Act 4 was set later the same day. Jennifer and Lucas return to the chapel on their way out of town for their honeymoon. Jennifer is insistent that she has to know what’s buried there, and begins to dig again. The ghosts of Byrda and Shad reappear, unseen to the other characters, singing a duet about how secrets destroy happiness. Crawford comes onstage followed by his own nameless ghost. Crawford is drunk and still carries his gun, and threatens to kill all three of them. He proclaims his love for Jennifer, while the ghost sings and proclaims his love … for Shad.

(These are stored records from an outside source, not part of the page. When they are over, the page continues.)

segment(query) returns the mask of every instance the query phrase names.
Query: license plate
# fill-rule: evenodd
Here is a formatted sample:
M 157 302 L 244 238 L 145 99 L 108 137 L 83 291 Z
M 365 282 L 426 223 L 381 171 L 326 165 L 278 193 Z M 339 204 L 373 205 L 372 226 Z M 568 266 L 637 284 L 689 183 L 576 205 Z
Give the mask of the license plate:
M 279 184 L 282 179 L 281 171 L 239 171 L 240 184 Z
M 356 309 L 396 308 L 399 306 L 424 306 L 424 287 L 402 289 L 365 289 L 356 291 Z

This unexpected homoerotic twist got our attention; we’d assumed the earlier song, when he sang about how happy he and Byrda were until Shad came along, referred to Shad stealing Byrda’s affections. This cast it in a whole new light. Neil watched us carefully, cataloging our reactions, interested to see if they gave him anything with which to work. He was a master at pulling emotions from actors, often ones they didn’t know they felt. Ray’s expression remained neutral, but he watched as closely as Neil.